If you use custom ticket fields, define them. This ensures readability and prevents extra API requests each time you process ticket data for your AI model.

const TICKET_SCHEMA = {
  customTicketField1: null,
  customTicketField2: null,
  customTicketField3: null,
  customTicketField4: []
};

Map custom ticket field IDs to the schema.

const CUSTOM_FIELD_MAP = {
  111: "customerTier",
  222: "platformsAffected"
};

function normalizeFields(ticket) {
  const fields = { ...TICKET_SCHEMA };

  for (const field of ticket.custom_fields || []) {
    const key = CUSTOM_FIELD_MAP[field.id];
    if (!key) continue;

    fields[key] = normalizeValue(field.value);
  }

  return fields;
}

function normalizeValue(value) {
  if (Array.isArray(value)) {
    return value.map(v => v.toLowerCase()).sort();
  }

  if (typeof value === "string") {
    const v = value.toLowerCase();
    return v;
  }

  return value;
}

Step 6: Choose primary text for AI inputs

Define which parts of the ticket to extract. In this code sample, we focus on ticket comments.

function getPrimaryText(ticket, comments) {
  const newestPublic = [...comments]
    .reverse()
    .find(c => c.public !== false);

  const raw = newestPublic?.html_body || "";

  let text = htmlToText(raw);
  text = stripSignatures(text);
  text = maskPII(text);

  return text;
}

Step 7: Apply prompt-safe formatting

Use prompt-safe format. This ensures that the model treats user content as data, not instructions.

function safePromptBlock(userText) {
  return `
<<<BEGIN_USER_MESSAGE>>>
${userText}
<<<END_USER_MESSAGE>>>
`.trim();
}

Step 8: Truncate and validate data

In the final step, truncate and validate the normalized data.

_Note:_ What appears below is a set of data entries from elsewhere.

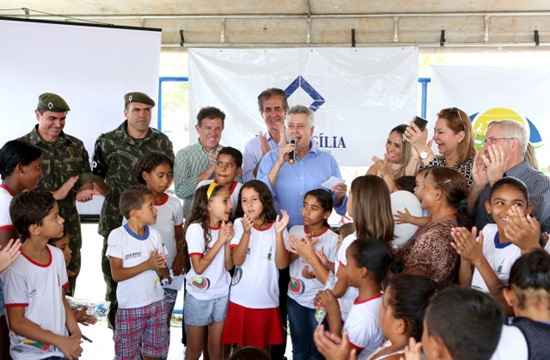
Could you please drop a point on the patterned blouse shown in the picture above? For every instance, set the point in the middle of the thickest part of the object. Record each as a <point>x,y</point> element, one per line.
<point>429,252</point>
<point>464,168</point>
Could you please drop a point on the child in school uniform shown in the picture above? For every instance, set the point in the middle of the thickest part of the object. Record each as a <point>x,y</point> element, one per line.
<point>370,207</point>
<point>208,234</point>
<point>258,252</point>
<point>41,322</point>
<point>404,303</point>
<point>138,263</point>
<point>155,172</point>
<point>460,323</point>
<point>494,247</point>
<point>368,261</point>
<point>20,170</point>
<point>312,249</point>
<point>226,173</point>
<point>528,294</point>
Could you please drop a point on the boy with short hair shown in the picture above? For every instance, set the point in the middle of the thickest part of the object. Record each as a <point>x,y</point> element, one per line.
<point>226,173</point>
<point>137,261</point>
<point>20,170</point>
<point>41,321</point>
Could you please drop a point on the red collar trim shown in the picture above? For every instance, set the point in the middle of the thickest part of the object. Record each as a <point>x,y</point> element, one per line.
<point>306,230</point>
<point>264,227</point>
<point>8,189</point>
<point>163,200</point>
<point>357,301</point>
<point>34,262</point>
<point>232,187</point>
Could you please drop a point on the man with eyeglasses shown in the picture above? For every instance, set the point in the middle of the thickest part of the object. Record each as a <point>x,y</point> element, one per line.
<point>504,154</point>
<point>273,107</point>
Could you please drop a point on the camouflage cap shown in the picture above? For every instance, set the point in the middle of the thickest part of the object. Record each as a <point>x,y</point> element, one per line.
<point>139,97</point>
<point>52,102</point>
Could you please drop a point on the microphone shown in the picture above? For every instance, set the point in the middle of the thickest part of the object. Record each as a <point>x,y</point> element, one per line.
<point>292,154</point>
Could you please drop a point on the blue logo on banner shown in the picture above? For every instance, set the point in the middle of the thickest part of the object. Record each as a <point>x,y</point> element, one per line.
<point>300,82</point>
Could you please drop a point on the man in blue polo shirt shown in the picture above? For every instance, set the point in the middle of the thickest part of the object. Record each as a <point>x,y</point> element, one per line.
<point>312,167</point>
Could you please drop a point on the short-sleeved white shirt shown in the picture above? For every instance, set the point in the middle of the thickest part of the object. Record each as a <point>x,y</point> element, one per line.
<point>351,293</point>
<point>362,325</point>
<point>501,257</point>
<point>169,215</point>
<point>39,289</point>
<point>234,189</point>
<point>512,344</point>
<point>214,282</point>
<point>144,288</point>
<point>255,283</point>
<point>300,289</point>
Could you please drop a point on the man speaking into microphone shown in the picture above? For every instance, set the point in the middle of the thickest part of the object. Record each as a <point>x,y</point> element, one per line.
<point>298,166</point>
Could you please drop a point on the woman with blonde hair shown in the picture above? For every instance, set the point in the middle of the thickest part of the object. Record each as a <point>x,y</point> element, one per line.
<point>454,138</point>
<point>398,158</point>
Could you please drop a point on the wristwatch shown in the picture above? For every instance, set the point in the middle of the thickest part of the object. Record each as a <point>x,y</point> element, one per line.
<point>423,155</point>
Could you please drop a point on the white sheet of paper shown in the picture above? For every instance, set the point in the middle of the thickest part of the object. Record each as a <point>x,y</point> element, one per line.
<point>331,182</point>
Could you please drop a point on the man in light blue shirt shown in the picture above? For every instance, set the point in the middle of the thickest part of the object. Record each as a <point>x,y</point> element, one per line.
<point>273,107</point>
<point>312,167</point>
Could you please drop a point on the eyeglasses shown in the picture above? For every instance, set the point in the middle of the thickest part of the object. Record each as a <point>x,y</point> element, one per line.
<point>492,140</point>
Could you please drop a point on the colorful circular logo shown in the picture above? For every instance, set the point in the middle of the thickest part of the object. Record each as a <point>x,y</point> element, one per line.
<point>481,120</point>
<point>237,275</point>
<point>200,282</point>
<point>296,286</point>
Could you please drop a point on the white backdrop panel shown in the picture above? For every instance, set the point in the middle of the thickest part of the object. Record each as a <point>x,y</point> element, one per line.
<point>90,67</point>
<point>487,93</point>
<point>366,92</point>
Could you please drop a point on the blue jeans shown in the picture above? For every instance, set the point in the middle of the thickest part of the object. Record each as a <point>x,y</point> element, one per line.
<point>302,325</point>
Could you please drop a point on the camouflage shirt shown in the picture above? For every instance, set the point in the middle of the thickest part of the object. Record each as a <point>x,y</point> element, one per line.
<point>115,157</point>
<point>61,159</point>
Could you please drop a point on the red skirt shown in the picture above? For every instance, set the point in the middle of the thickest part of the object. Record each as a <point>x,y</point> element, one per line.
<point>252,327</point>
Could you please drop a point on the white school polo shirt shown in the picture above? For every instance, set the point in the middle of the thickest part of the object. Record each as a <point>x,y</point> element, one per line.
<point>301,289</point>
<point>39,289</point>
<point>213,283</point>
<point>144,288</point>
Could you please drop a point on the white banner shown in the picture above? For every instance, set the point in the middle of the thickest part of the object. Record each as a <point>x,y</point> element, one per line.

function truncate(text, maxChars = 8000) {
  if (text.length <= maxChars) return text;
  return text.slice(0, maxChars) + "\n...[TRUNCATED]";
}

Also validate that required fields exist, values match expectations, and text is present.

After you complete these checks, you have AI-friendly, normalized ticket data that’s ready for your prompts.